Bah… clock your programmable logic fabric at 10X your I/O requirement and hope for the best.
Quote [ Al Williams]: “Some neophytes will write sequential code using Verilog or VHDL as if it was a conventional programming language.”
Although the linked article loosely refers to a HDL the information in the article clearly relates to Verilog.
Verilog contains both ambiguity and a confusing syntax. In Verilog you can actually write code that has an ambiguous logical meaning and it may or may not synthesize. System Verilog is the solution to this problem.
Verilog also has the problem (confusion) that it looks like a programming language and some people confuse compiler directives with synthesis. For example For-Next, a coder may think that they are writing a loop that will run in the hardware but instead they are directing the compiler to make x blocks of the hardware contained in the loop,
These things are not possible with VHDL. There is no capacity to write anything that has an ambiguous logical meaning as the compiler won’t accept it.
Nice read all same. I hope I got these points right as I code in VHDL and not Verilog.
“There is always a clock”
This may have been one of the most mis-understood comments in the article I wrote. At one time while drafting the article I had a paragraph that I had used to try to explain that comment, but then took it out for whatever reason before posting the article. To date, those who have “disagreed” with me have yet to disagree with the meaning behind the statement.
One reader provided an example of a parity circuit (VHDL module) with no clock input to the module. This was his counter example to “prove” that circuits could be made without clocks. Had he instead zoomed out from his parity module to the rest of his design, he would’ve found the clock within his design.
The clock doesn’t need to be within the FPGA, and it doesn’t need to be managed, but it will be present. Hence, even though asynchronous design does have a clock “in the conventional sense”, there is still a clock.
As an example, I once had the opportunity to build a traffic cop within an FPGA that needed to arbitrate from several sources that might access and read/write an SD-Card. The FPGA logic was “asynchronous”, so you might argue there was no clock in the design. I would disagree: each of the external sources that wished to access the SD card had a clock. Despite this being an “asynchronous” design, therefore, there was still a clock.
This may not have been a clock “in the conventional sense”, but there was still a clock.

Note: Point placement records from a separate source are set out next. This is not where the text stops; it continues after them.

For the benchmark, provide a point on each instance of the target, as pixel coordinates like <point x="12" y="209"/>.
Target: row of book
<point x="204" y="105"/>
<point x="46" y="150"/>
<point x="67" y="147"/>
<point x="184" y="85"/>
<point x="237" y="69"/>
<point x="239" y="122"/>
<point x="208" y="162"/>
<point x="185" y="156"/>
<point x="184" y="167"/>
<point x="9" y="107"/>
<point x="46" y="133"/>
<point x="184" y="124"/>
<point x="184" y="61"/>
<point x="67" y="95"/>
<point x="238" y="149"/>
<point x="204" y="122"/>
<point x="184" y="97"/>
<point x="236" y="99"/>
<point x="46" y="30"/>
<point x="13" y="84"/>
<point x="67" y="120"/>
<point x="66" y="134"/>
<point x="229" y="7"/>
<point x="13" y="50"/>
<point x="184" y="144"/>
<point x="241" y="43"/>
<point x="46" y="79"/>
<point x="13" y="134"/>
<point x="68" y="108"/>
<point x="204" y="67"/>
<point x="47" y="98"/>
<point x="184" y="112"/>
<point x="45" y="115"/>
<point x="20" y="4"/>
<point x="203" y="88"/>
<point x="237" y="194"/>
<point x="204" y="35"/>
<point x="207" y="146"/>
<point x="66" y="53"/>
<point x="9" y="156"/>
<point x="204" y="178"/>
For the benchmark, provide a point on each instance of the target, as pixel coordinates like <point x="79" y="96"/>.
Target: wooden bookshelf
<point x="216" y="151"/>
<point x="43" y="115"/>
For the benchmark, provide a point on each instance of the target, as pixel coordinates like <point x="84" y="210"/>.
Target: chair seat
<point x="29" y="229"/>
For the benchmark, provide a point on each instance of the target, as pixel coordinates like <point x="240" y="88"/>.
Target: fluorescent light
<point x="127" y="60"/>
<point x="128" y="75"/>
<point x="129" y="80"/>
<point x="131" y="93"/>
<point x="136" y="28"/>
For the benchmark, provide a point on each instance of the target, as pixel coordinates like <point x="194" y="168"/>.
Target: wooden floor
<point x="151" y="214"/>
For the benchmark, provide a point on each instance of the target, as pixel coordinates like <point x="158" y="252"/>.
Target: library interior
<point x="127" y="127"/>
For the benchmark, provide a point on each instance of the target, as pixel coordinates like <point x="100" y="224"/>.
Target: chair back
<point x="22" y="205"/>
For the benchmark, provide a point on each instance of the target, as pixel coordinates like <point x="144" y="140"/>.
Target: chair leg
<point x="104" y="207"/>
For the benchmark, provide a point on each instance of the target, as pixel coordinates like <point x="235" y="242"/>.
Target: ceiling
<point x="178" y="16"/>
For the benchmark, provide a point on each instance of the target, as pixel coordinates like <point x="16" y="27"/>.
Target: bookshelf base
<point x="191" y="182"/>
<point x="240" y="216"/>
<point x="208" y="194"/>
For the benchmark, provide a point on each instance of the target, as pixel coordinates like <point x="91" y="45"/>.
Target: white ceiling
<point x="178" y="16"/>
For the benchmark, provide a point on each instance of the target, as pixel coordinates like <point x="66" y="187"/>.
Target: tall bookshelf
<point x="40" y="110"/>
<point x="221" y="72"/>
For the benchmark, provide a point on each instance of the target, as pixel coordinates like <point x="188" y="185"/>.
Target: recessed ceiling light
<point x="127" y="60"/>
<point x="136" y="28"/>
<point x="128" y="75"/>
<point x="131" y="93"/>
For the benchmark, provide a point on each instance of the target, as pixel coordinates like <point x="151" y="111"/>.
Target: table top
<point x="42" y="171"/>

The only place where the statement starts to fall apart that I’ve seen so far is in user interaction. Interacting with computers or other external electronic circuitry will require logic that matches the clock of this external circuitry, but human users are a different. Users can press buttons and see LED outputs, and in such cases there is arguably no clock. In those examples, though, there is still a time when the initial data and conditions became valid, and another time later when the outputs became valid. Between those two times, the logic output of the FPGA is uncontrolled and may do anything. In and of itself, this situation creates features much like a clock might, but without having a regular time interval defining when inputs are valid and outputs must be valid.
So, in spite of the arguments I have read to the contrary, I will still maintain the statement: “There is always a clock.”